Conservation groups are calling on the Bureau of Land Management to cancel all the Roan Plateau oil and gas leases it issued in 2008 as it undertakes a new planning process, and to consider leasing only some of the plateau top.

The comments come ahead of today’s deadline for submitting them as the BLM begins a supplemental environmental impact statement for its management plan for the plateau and surrounding area.

U.S. District Judge Marcia Krieger last summer remanded that plan back to the agency after a challenge by conservation groups. Krieger cited the BLM’s failure to adequately consider keeping rigs off the plateau top through the use of directional drilling, and to adequately analyze air quality impacts.

Under the plan, the BLM had leased about 55,000 acres for $114 million on top of and surrounding the plateau. Conservationists particularly want the top protected because of its importance as habitat for big game, fish and rare plants and its concentration of lands with wilderness characteristics.

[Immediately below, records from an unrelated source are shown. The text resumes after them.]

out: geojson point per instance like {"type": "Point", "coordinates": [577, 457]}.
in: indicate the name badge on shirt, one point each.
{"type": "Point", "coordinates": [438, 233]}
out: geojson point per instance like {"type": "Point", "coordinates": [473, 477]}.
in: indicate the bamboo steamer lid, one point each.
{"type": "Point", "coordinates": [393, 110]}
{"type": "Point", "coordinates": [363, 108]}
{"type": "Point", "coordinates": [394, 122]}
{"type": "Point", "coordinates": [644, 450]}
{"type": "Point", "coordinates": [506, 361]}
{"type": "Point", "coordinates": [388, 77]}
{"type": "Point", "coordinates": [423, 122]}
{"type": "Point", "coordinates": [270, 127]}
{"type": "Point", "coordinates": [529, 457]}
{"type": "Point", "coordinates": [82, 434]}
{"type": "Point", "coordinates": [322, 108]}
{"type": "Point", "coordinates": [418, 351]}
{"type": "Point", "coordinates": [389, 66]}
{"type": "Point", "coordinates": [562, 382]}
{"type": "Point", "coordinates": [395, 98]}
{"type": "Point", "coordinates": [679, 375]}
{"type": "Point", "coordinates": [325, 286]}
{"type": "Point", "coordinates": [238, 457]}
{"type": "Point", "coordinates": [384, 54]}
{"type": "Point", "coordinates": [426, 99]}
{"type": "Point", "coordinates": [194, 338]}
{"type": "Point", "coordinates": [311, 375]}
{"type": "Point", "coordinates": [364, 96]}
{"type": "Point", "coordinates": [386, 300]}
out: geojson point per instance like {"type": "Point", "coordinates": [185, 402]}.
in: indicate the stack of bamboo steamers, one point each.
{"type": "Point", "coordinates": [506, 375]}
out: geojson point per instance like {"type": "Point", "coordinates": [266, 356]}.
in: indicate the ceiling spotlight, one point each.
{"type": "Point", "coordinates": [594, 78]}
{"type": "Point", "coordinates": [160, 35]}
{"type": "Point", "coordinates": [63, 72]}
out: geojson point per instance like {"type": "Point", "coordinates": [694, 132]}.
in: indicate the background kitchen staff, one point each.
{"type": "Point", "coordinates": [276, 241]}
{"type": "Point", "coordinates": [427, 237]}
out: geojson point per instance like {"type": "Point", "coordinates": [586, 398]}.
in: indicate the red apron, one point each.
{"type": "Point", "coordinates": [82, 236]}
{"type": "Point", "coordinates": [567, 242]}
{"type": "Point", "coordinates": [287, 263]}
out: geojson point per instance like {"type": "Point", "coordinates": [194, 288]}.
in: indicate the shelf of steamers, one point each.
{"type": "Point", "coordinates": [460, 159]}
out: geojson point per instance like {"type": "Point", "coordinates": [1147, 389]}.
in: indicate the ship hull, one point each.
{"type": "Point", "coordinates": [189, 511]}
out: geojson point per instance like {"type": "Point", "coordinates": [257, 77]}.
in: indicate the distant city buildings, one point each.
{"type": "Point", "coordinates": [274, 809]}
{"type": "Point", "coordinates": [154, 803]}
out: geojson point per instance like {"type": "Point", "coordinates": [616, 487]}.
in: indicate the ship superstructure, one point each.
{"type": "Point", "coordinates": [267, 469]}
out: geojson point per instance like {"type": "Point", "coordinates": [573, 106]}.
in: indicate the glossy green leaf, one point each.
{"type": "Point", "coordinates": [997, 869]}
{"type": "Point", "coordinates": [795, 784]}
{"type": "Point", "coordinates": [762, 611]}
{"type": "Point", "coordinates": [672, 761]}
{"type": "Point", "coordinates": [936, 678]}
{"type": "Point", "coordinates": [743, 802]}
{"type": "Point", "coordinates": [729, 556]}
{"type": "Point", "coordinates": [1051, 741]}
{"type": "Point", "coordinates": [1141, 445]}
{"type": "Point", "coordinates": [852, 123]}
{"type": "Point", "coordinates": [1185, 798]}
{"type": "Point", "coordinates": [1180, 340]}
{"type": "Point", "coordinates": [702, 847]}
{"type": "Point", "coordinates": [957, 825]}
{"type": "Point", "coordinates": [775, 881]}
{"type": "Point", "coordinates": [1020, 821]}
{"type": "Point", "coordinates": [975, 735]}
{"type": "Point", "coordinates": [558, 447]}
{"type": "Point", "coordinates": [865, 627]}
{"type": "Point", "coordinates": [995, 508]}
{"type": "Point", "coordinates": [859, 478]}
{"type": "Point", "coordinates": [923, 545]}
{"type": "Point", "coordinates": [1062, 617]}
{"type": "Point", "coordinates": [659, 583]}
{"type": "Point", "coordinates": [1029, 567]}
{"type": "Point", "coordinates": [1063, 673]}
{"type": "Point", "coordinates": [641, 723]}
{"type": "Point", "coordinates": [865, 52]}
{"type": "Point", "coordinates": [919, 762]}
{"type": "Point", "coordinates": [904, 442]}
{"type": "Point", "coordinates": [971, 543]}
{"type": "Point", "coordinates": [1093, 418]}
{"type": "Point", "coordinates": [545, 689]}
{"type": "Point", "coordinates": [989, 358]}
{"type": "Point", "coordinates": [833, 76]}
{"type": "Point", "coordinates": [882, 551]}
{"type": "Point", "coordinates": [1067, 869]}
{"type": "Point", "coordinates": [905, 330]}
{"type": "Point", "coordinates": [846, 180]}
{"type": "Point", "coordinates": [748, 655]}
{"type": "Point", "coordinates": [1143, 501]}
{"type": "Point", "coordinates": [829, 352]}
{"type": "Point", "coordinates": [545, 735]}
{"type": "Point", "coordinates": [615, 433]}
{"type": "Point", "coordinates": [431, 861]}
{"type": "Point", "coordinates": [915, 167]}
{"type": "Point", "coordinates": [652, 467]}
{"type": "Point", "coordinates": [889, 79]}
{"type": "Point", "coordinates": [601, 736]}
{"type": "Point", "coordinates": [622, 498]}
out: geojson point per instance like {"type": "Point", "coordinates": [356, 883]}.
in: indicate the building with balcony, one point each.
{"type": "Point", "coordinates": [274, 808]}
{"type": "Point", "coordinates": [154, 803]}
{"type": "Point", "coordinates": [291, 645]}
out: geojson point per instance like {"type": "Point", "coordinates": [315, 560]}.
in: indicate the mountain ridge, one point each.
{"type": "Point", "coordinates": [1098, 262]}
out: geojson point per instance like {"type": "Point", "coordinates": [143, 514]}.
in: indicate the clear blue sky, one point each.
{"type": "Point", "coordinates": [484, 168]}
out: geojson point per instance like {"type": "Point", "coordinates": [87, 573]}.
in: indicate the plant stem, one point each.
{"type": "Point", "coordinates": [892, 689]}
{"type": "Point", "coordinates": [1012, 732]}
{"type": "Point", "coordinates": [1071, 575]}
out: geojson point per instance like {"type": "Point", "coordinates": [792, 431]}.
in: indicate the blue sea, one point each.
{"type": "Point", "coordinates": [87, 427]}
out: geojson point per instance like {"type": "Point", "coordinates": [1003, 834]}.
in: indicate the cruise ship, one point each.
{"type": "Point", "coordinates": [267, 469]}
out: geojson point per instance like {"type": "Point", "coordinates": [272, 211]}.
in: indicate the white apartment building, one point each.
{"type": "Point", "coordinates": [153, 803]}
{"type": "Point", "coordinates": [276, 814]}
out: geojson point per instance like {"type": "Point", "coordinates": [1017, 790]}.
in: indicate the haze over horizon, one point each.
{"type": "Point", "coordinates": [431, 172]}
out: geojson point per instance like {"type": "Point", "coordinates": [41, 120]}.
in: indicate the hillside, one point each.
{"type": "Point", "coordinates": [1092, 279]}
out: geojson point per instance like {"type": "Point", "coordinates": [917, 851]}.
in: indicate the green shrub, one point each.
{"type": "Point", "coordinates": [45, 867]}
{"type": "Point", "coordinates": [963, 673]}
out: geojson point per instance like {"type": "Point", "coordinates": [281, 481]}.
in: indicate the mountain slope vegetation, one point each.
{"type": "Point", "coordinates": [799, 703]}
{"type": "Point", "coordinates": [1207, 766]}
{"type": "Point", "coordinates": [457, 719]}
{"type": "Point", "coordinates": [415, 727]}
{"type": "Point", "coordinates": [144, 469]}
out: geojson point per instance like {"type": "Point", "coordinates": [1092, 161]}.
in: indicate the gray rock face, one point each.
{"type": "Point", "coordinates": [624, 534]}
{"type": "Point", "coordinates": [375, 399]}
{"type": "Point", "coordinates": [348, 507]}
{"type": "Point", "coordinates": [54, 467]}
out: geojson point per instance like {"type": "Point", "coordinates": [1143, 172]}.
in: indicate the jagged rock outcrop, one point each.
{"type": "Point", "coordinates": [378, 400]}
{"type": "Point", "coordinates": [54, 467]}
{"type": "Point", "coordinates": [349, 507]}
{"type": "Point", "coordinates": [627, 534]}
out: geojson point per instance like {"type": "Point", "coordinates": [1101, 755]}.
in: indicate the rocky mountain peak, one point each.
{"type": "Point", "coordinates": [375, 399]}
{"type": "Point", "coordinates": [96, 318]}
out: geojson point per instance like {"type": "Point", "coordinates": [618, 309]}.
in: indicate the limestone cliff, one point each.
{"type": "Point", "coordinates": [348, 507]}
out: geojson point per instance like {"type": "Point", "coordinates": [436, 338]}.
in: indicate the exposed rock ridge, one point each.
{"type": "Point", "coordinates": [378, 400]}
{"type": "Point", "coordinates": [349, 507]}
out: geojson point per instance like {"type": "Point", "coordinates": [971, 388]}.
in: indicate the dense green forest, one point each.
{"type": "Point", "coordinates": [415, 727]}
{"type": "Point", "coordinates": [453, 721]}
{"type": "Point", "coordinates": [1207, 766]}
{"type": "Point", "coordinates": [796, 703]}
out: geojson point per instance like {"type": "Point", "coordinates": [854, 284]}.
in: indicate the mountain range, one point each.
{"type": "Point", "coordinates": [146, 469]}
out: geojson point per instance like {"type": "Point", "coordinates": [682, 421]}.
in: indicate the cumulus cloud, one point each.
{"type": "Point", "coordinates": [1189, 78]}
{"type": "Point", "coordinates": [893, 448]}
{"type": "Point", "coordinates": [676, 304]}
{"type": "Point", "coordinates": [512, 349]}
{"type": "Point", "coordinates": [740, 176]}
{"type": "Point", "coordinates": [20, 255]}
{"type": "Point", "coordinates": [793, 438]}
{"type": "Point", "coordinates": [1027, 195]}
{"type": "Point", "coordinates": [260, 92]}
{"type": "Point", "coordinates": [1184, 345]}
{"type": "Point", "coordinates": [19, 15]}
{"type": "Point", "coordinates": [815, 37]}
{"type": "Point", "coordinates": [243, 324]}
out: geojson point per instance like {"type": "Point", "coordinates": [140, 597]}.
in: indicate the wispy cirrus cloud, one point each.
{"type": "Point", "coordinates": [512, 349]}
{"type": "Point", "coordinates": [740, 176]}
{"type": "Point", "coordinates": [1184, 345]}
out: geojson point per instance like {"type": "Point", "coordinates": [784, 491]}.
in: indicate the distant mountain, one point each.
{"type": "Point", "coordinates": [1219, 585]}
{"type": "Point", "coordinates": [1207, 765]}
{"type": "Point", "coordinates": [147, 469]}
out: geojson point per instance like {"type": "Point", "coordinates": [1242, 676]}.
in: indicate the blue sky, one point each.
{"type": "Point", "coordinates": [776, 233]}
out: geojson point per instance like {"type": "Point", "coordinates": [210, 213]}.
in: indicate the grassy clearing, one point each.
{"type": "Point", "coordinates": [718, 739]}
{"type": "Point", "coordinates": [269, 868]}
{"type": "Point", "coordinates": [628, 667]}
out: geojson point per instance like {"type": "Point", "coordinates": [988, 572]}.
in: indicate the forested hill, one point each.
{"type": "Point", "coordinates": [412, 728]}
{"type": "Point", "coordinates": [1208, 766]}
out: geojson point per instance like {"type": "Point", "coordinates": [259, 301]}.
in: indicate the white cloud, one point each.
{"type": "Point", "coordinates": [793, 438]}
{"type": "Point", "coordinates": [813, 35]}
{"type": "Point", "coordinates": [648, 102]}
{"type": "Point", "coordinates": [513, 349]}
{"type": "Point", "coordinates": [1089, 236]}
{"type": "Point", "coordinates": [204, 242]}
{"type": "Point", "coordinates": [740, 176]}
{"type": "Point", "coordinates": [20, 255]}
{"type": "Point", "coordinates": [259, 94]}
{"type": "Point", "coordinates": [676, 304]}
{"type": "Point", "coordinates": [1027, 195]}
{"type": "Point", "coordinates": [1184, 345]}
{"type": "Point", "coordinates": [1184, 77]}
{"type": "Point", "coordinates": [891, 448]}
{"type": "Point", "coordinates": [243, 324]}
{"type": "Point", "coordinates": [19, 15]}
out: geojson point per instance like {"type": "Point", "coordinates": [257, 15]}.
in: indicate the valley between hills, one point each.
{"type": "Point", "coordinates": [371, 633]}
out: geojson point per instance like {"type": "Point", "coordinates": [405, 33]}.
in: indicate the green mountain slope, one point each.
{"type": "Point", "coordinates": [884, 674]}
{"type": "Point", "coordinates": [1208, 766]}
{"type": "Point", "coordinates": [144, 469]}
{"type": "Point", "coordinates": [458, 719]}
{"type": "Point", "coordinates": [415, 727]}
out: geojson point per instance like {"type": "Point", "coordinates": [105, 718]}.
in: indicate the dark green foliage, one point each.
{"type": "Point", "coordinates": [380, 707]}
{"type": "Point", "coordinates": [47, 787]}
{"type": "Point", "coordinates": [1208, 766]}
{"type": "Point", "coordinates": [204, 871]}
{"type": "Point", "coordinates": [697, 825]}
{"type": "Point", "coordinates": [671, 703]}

In her ruling, Krieger declined the conservation groups’ request to cancel the leases, saying the BLM may find after further analysis that the leasing was warranted.

But in comments submitted by Earthjustice attorney Michael Freeman, the conservation groups said the BLM “should cancel the existing leases and start the new planning process on the blank slate” required by the National Environmental Policy Act. Those leases are void because they were issued without a valid policy act analysis, the groups said.

But David Ludlam, executive director of the West Slope Colorado Oil and Gas Association, said municipalities and counties might have to repay millions in federal distributions if the leases are revoked. 

“BLM is legally constrained from taking any action that would devalue (the companies’) leases or would otherwise seek to unilaterally and retroactively amend their lease terms or development rights. These actions would constitute a breach of the lease contract by BLM, affording our member companies the right to restitution and damages, he said.

The conservation groups want leasing restricted to the plateau top, which it says should have to be reached directionally from nearby private lands.

But Ludlam contends that the BLM “does not have the authority to compel private citizens to allow development of federal lands from ... private lands, given (that) limits to access to the federal surface would be of BLM’s own arbitrary making.”